Things improved dramatically with the arrival of the excellent Benjamin Schmid, clearly a major talent, who treated us to some supremely beautiful playing. The Mozart may be a lesser piece than the three later concertos, but here the slow movement sang with a rare sweetness and purity, rather as Grumiaux might have played it, and the orchestra accompanied with complete sensitivity, albeit without vibrato unlike the soloist. Rather special, and Schubert’s Rondo was given with much charm even if it’s rather overlong.

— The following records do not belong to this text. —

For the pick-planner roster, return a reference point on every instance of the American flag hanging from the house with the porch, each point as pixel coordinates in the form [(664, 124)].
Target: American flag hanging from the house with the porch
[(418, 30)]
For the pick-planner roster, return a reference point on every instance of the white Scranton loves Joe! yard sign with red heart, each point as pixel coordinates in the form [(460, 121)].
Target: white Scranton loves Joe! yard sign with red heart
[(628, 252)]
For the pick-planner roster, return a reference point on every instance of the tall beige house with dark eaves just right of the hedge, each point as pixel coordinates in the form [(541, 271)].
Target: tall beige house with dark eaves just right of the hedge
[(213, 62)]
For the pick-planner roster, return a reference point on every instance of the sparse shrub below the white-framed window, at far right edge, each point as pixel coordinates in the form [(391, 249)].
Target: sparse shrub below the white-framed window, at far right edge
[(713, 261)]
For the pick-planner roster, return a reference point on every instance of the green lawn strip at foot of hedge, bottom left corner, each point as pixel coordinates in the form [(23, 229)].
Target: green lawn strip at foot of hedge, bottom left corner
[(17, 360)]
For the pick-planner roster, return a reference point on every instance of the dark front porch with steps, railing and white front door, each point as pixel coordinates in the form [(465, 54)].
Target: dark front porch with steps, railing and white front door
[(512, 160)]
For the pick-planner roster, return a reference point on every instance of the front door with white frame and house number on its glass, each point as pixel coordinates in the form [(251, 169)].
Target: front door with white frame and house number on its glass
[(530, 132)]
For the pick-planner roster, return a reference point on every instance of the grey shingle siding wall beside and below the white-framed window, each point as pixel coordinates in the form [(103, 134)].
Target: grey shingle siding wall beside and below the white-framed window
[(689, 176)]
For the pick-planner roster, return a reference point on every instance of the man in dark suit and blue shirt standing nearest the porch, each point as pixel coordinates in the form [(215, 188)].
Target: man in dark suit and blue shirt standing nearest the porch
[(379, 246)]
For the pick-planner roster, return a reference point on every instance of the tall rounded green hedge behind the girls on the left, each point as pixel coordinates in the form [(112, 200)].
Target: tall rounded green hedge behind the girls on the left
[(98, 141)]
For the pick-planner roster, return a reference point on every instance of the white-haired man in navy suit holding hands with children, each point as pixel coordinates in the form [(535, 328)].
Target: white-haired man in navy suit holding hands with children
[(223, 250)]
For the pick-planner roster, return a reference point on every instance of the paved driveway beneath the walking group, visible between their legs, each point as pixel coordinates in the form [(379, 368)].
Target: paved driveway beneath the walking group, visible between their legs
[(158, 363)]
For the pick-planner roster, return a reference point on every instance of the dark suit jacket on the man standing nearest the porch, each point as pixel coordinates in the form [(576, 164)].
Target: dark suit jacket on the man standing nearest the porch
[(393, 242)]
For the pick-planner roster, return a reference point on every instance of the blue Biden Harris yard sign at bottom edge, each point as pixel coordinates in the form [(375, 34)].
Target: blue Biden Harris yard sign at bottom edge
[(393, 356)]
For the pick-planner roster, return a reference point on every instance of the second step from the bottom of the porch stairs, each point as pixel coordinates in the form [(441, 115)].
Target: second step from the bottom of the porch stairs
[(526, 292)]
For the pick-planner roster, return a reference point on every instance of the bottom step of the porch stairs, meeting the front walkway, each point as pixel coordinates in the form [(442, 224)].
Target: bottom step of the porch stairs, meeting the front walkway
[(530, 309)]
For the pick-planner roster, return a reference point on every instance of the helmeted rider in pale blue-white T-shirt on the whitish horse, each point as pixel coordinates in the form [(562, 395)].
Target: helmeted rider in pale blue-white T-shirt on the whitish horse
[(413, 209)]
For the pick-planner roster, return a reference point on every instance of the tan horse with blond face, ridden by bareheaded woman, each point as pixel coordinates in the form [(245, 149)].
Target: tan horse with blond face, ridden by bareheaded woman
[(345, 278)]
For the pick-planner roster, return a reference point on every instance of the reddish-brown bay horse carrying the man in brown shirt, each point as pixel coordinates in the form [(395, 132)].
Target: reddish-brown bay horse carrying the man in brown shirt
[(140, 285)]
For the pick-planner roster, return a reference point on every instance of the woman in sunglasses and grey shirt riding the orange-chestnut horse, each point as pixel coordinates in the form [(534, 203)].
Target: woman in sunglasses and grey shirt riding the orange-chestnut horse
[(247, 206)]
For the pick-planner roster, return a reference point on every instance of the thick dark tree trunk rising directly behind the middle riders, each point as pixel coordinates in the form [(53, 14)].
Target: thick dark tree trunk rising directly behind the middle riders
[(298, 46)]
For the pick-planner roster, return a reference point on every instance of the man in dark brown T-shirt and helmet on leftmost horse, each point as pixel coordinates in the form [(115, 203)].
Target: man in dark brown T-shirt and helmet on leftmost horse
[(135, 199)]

In the ’Great C major’, Norrington’s opening ’Andante’ was less a walk more a quick march. Did people really walk this quickly in the early nineteenth-century? The speed adopted made little sense of the transition into the movement’s allegro core – instead of carrying us forward on a tidal surge of pent-up energy, the transition sounded merely gabbled, the allegro itself, taken at rather a moderate speed, sounded under-powered. To one’s surprise with this conductor, the exposition repeat was not taken. There was also a curious reluctance to observe dynamics. For instance, the movement’s second theme on the winds, marked piano, emerges out of double forte, the point surely being to underline a complete change of direction, rather as if one had turned a corner on a country walk and arrived at a fresh vista. Here it was played at a healthy mezzo-forte, leaving little room for the crescendo five bars later. This was symptomatic of the performance as a whole and this first movement slipped by without sufficient care to give necessary point and focus.

Thereafter things began to improve gradually. The ’Andante’ was certainly ’con moto’. The music can stand this and, played with no vibrato, some details which get lost in ’conventional’ performances, notably the all-important bass line, emerged with clarity. The ’Scherzo’ marked a further improvement and sprang energetically into life. The ’Finale’ was a little more problematic. Both the tempo and energy were lower than in a Proms 2001 performance Norrington gave with the Stuttgart Radio SO. When we arrived at the concluding thunderous repeated Cs, which bring the symphony to a triumphant close, the impression was less of bounding energy, more of relentlessness.

Whilst it is undoubtedly interesting to hear Schubert 9 played in this way, this performance was hardly the hoped for revelation (unlike Brüggen’s recent Beethoven 7 with the same orchestra). Many mainstream conductors such as Simon Rattle have now absorbed the key lessons of the period lobby whilst retaining music’s fundamental expressiveness. With Norrington, once one gets beyond differences in the sound and orchestral textures, the actual music-making itself now seems rather penny-plain and hair shirt, at least on this occasion.